Question

Given below are two statements:
Statement I: When electric discharge is put on hydrogen, it emits discrete frequency in the electromagnetic spectrum.
Statement II: Frequency of He\(^+\) ion of 2\(^\text{nd}\) line of Balmer series is equal to first line of Lyman series.
In the light of the above statements, choose the correct option.

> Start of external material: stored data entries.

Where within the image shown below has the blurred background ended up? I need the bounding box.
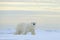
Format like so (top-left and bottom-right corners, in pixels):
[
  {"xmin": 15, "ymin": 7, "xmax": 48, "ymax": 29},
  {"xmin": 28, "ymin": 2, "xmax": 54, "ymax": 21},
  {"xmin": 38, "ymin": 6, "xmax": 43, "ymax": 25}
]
[
  {"xmin": 0, "ymin": 0, "xmax": 60, "ymax": 40},
  {"xmin": 0, "ymin": 11, "xmax": 60, "ymax": 31},
  {"xmin": 0, "ymin": 0, "xmax": 60, "ymax": 31},
  {"xmin": 0, "ymin": 0, "xmax": 60, "ymax": 3}
]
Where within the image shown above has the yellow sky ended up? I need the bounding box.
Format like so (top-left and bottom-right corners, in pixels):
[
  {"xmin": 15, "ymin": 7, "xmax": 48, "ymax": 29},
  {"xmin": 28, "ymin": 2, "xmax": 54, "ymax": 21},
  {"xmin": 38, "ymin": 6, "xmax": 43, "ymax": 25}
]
[
  {"xmin": 0, "ymin": 2, "xmax": 60, "ymax": 12},
  {"xmin": 0, "ymin": 2, "xmax": 60, "ymax": 30},
  {"xmin": 0, "ymin": 2, "xmax": 60, "ymax": 24}
]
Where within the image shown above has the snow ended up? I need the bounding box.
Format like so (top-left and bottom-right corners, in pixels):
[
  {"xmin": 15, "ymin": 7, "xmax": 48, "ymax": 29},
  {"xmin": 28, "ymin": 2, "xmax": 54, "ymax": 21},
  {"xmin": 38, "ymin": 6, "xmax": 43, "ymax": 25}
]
[{"xmin": 0, "ymin": 29, "xmax": 60, "ymax": 40}]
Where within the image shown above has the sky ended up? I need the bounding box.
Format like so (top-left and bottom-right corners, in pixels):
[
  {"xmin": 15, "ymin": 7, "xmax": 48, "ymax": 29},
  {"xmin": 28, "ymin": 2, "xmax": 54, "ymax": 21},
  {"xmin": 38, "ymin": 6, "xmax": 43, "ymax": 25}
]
[
  {"xmin": 0, "ymin": 2, "xmax": 60, "ymax": 12},
  {"xmin": 0, "ymin": 11, "xmax": 60, "ymax": 25},
  {"xmin": 0, "ymin": 0, "xmax": 60, "ymax": 3},
  {"xmin": 0, "ymin": 1, "xmax": 60, "ymax": 30}
]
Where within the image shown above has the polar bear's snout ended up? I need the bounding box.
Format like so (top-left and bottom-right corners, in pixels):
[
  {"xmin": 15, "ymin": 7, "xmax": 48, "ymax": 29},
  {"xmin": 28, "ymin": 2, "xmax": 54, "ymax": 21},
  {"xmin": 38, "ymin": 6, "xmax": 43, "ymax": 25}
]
[{"xmin": 32, "ymin": 22, "xmax": 36, "ymax": 25}]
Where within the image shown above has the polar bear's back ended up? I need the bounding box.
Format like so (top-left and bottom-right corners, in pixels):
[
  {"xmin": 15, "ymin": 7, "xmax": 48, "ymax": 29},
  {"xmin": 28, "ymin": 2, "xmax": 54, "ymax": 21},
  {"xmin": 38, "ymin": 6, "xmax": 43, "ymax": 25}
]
[{"xmin": 16, "ymin": 22, "xmax": 35, "ymax": 31}]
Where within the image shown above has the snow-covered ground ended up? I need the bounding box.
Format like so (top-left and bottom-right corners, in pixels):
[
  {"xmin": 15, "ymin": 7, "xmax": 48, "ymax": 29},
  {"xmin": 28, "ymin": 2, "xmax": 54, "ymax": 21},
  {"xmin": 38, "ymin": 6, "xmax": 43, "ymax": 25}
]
[{"xmin": 0, "ymin": 29, "xmax": 60, "ymax": 40}]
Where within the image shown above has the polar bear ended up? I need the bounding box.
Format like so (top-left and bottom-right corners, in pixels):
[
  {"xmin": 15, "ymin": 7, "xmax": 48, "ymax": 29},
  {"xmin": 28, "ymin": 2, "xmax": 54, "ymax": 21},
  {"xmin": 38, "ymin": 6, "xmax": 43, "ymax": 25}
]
[{"xmin": 14, "ymin": 22, "xmax": 36, "ymax": 35}]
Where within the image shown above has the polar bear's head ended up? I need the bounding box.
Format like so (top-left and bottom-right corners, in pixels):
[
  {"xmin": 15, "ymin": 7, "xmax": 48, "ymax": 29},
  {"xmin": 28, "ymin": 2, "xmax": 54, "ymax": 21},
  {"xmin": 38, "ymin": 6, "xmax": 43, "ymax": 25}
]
[{"xmin": 32, "ymin": 22, "xmax": 36, "ymax": 26}]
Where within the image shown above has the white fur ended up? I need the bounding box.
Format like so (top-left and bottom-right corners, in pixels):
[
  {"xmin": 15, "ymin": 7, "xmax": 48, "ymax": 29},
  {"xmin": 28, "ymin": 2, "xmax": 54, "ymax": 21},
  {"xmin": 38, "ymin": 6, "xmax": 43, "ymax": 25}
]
[{"xmin": 15, "ymin": 22, "xmax": 35, "ymax": 35}]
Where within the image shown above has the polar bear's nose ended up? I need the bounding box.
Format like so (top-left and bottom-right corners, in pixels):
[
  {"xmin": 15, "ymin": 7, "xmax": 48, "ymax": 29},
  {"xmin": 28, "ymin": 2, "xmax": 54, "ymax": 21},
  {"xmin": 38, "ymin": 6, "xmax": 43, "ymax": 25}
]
[{"xmin": 33, "ymin": 23, "xmax": 35, "ymax": 25}]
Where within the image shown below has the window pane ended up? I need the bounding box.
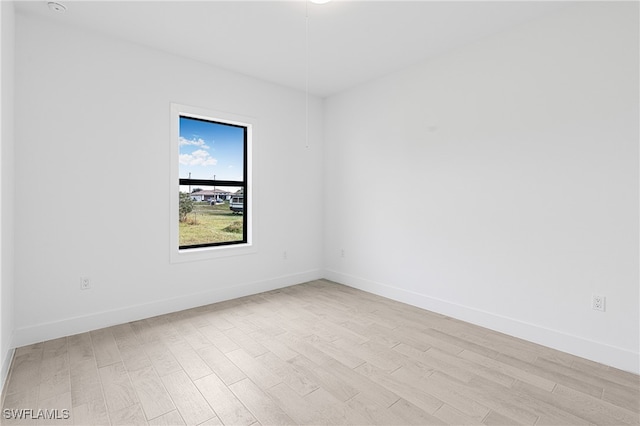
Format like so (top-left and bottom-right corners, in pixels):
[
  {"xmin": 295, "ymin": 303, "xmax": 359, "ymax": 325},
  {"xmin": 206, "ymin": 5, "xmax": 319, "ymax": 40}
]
[
  {"xmin": 172, "ymin": 104, "xmax": 252, "ymax": 258},
  {"xmin": 179, "ymin": 186, "xmax": 245, "ymax": 247},
  {"xmin": 179, "ymin": 116, "xmax": 245, "ymax": 181},
  {"xmin": 178, "ymin": 115, "xmax": 246, "ymax": 249}
]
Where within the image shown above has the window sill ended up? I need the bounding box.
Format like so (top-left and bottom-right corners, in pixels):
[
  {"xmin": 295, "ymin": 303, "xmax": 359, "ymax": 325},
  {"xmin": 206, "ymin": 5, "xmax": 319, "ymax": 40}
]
[{"xmin": 171, "ymin": 242, "xmax": 256, "ymax": 263}]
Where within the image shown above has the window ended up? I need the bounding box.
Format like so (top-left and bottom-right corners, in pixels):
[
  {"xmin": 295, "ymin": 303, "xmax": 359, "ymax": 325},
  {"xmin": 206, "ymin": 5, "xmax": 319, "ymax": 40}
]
[{"xmin": 171, "ymin": 104, "xmax": 254, "ymax": 260}]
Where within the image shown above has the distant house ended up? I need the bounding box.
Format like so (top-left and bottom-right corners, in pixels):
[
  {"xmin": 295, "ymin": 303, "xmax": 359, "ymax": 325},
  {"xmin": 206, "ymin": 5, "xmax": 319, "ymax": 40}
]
[{"xmin": 190, "ymin": 189, "xmax": 231, "ymax": 202}]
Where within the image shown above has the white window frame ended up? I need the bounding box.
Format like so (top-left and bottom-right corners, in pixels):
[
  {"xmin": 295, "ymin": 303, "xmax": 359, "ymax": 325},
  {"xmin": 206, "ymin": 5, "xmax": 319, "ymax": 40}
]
[{"xmin": 170, "ymin": 103, "xmax": 256, "ymax": 263}]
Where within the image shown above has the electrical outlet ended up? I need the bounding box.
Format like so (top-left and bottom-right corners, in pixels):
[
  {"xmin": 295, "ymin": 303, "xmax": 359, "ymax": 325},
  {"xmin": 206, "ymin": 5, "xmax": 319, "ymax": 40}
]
[
  {"xmin": 592, "ymin": 294, "xmax": 605, "ymax": 312},
  {"xmin": 80, "ymin": 276, "xmax": 91, "ymax": 290},
  {"xmin": 341, "ymin": 249, "xmax": 345, "ymax": 258},
  {"xmin": 283, "ymin": 251, "xmax": 288, "ymax": 260}
]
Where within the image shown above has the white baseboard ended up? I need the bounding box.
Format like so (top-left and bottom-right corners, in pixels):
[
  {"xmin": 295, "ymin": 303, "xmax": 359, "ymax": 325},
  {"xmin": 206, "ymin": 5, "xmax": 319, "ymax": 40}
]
[
  {"xmin": 12, "ymin": 269, "xmax": 323, "ymax": 348},
  {"xmin": 324, "ymin": 269, "xmax": 640, "ymax": 375},
  {"xmin": 9, "ymin": 268, "xmax": 639, "ymax": 375},
  {"xmin": 1, "ymin": 345, "xmax": 15, "ymax": 403}
]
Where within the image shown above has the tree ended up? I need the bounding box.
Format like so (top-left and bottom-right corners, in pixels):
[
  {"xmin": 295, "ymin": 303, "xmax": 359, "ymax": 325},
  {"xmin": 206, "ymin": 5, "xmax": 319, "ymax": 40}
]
[
  {"xmin": 191, "ymin": 187, "xmax": 203, "ymax": 193},
  {"xmin": 179, "ymin": 192, "xmax": 194, "ymax": 222}
]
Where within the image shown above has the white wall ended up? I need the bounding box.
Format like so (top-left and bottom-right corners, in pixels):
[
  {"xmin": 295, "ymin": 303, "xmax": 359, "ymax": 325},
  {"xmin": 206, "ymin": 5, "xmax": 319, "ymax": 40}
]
[
  {"xmin": 8, "ymin": 2, "xmax": 639, "ymax": 375},
  {"xmin": 13, "ymin": 12, "xmax": 324, "ymax": 345},
  {"xmin": 324, "ymin": 2, "xmax": 639, "ymax": 373},
  {"xmin": 0, "ymin": 0, "xmax": 16, "ymax": 392}
]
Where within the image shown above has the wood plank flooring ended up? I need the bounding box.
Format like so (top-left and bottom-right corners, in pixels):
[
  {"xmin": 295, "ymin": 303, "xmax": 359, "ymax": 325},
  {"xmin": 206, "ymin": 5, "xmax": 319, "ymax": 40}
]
[{"xmin": 2, "ymin": 280, "xmax": 638, "ymax": 425}]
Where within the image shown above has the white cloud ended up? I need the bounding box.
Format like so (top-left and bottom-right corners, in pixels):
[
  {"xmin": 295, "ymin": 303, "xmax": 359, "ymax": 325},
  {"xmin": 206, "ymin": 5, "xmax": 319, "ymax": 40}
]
[
  {"xmin": 179, "ymin": 149, "xmax": 218, "ymax": 166},
  {"xmin": 179, "ymin": 136, "xmax": 217, "ymax": 166},
  {"xmin": 179, "ymin": 136, "xmax": 210, "ymax": 149}
]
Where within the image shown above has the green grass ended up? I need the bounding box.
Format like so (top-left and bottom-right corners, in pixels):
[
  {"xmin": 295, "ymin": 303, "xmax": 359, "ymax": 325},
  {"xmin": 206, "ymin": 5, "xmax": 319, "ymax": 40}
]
[{"xmin": 179, "ymin": 202, "xmax": 244, "ymax": 246}]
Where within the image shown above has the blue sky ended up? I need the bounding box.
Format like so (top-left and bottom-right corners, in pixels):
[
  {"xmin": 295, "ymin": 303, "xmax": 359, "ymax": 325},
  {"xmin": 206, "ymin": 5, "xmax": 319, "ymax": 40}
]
[{"xmin": 179, "ymin": 116, "xmax": 244, "ymax": 182}]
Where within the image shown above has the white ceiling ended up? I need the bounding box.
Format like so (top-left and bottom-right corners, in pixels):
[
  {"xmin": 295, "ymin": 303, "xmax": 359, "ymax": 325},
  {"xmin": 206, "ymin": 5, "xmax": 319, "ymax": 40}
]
[{"xmin": 15, "ymin": 1, "xmax": 570, "ymax": 97}]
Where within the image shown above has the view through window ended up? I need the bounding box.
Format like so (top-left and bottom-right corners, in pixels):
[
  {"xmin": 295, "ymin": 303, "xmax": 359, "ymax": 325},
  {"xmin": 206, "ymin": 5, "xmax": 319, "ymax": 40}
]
[{"xmin": 179, "ymin": 115, "xmax": 247, "ymax": 249}]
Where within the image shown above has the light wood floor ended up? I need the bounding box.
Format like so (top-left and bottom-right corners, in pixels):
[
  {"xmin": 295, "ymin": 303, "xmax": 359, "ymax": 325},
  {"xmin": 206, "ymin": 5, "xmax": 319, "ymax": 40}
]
[{"xmin": 2, "ymin": 280, "xmax": 639, "ymax": 426}]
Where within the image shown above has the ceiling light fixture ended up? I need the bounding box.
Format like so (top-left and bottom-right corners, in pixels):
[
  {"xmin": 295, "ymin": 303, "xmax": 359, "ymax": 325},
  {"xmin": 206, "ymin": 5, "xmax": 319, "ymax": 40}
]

• A. Both statement I and statement II are correct.
• B. Both statement I and statement II are incorrect.
• C. Statement I is correct and statement II is incorrect.
• D. Statement I is incorrect and statement II is correct.

Hint:

The frequency of spectral lines can be derived from the Rydberg formula, where the difference in the inverse square of the integers determines the frequency of the emitted radiation.

Answer 1

The Correct Option is A

Let's analyze the two statements based on known physics concepts:

1. Statement I: "When electric discharge is put on hydrogen, it emits discrete frequency in the electromagnetic spectrum."
   • Hydrogen atoms emit light in discrete wavelengths (frequencies) when subjected to an electric discharge due to electron transitions between different energy levels in the atom.
   • This phenomenon is known as the emission spectrum of hydrogen, where each line corresponds to a specific electron transition.
   • The emitted lines form a series, such as the Lyman, Balmer, and Paschen series, each corresponding to electron transitions to a specific lower energy level (n = 1 for Lyman, n = 2 for Balmer, etc.).
   • Since the statement accurately describes the emission of discrete frequencies during electric discharge in hydrogen, Statement I is correct.
2. Statement II: "Frequency of He\(^+\) ion of 2\(^\text{nd}\) line of Balmer series is equal to first line of Lyman series."
   • The Bohr model equation for the frequency of emitted light is given by: \(f = R \left( \frac{1}{n_1^2} - \frac{1}{n_2^2} \right)Z^2\)
   • For hydrogen (\(Z = 1\)), the 1st line of the Lyman series (n₁ = 1, n₂ = 2): \(f_{\text{Lyman}} = R\left(\frac{1}{1^2} - \frac{1}{2^2}\right) = \frac{3R}{4}\)
   • For He\(^+\) ion (\(Z = 2\)) with the 2nd line of the Balmer series (n₁ = 2, n₂ = 4): \(f_{\text{Balmer}} = R\left(\frac{1}{2^2} - \frac{1}{4^2}\right) \cdot 2^2 = R\left(\frac{3}{16}\right) \cdot 4 = \frac{3R}{4}\)
   • Comparing both frequencies: \(f_{\text{Lyman}} = \frac{3R}{4} = f_{\text{Balmer}}\), thus they are equal.
   • Therefore, Statement II is also correct.

In conclusion, both Statement I and Statement II are correct.